Boston Dynamics is trialing its four-legged Spot robot as a package courier, using the machine's ability to climb stairs and cross rough ground to make a case for quadrupeds in a delivery market so far dominated by wheeled sidewalk robots.

Boston Dynamics is testing whether its Spot robot, the nimble four-legged machine best known for industrial inspections and viral dance videos, can take on a new job: carrying packages to people's doors.

In a video titled "Going the Extra Mile with Spot", the company [showed the robot moving parcels from a delivery van to a doorstep](https://www.theverge.com/tech/965378/boston-dynamics-spot-robot-dog-delivery-assistant), its first public step toward the crowded business of last-mile delivery. The demonstration has the hallmarks of an early trial rather than a commercial service; Boston Dynamics has not named delivery partners, trial locations or a timeline.

## Why legs, not wheels

Most delivery robots on the market today roll on wheels along sidewalks, built for flat, pedestrian-friendly routes in dense cities. Spot's pitch is different. Because it walks on four legs, it can climb steps, cross uneven ground and reach doorways that a wheeled robot cannot, which could make it useful for houses with stairs, multi-storey buildings or awkward approaches.
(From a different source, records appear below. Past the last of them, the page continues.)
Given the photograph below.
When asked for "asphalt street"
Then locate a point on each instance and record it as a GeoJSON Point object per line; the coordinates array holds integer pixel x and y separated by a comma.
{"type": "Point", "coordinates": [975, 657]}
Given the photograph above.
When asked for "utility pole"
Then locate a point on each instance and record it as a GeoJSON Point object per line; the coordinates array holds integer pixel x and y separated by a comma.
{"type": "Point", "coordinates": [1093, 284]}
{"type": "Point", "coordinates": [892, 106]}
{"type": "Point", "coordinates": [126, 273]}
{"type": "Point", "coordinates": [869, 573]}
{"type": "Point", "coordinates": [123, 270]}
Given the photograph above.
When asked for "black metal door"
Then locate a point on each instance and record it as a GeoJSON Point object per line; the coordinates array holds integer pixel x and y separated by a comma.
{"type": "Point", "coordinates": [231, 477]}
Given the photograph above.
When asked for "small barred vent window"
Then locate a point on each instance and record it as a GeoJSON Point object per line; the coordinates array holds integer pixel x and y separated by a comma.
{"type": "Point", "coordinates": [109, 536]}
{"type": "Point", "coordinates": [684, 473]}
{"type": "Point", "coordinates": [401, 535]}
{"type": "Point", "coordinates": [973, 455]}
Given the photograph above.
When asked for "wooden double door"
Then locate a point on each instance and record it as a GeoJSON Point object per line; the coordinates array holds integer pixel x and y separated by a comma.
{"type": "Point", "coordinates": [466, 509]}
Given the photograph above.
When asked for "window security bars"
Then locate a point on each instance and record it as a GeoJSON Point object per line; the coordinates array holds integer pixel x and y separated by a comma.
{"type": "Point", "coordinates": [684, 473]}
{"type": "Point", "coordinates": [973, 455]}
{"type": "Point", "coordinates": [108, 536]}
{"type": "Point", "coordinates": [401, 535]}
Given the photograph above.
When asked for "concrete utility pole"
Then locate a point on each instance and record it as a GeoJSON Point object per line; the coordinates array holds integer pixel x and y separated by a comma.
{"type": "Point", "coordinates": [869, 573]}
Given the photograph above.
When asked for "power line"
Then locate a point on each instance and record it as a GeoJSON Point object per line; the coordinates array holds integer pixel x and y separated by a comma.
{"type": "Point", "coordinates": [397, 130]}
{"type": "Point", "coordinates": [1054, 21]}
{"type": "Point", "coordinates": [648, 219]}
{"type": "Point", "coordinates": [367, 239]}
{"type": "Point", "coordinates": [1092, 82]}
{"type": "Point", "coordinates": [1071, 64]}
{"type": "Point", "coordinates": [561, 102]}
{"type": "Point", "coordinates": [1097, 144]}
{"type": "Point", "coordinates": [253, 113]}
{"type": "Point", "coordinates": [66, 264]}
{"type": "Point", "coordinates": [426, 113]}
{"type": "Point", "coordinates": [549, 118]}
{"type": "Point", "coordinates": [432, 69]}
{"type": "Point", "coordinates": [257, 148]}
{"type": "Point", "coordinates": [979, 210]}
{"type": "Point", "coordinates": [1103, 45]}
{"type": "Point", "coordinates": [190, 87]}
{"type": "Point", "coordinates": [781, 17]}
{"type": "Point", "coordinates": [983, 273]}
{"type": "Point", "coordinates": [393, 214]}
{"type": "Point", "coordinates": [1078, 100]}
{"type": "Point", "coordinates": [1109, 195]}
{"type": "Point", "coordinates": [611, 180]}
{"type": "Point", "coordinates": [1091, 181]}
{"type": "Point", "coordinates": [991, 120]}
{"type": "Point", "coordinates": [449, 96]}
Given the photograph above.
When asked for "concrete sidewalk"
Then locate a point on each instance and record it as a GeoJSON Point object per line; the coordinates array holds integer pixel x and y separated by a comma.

That capability comes at a price. Spot is an expensive machine, with a base cost of around $74,500, far more than the compact, purpose-built robots that specialist delivery companies operate at low cost per drop. Boston Dynamics already has more than a thousand Spots deployed with customers, mostly for inspecting factories, power plants and other industrial sites, which gives it a base to build on but not an obvious edge on delivery economics.

## Smarter machines

The delivery experiment comes as Spot grows more capable. Earlier this year Boston Dynamics [integrated a version of Google DeepMind's Gemini robotics model into the robot](https://spectrum.ieee.org/boston-dynamics-spot-google-deepmind), giving it better ability to make sense of unfamiliar surroundings, identify objects and reason about what it is seeing. Those skills could help a delivery robot spot obstacles, judge where to leave a package and navigate a route it has not seen before.

Whether any of this adds up to a viable business is unclear. The delivery-robot field is already competitive, and wheeled robots have proven cheap and effective on the flat, hyperlocal routes where most automated deliveries happen today. Boston Dynamics' bet is that Spot's mobility could carve out a niche in the harder places wheels struggle to reach, but the company will have to show that a costly, sophisticated robot can deliver a parcel at a price anyone is willing to pay.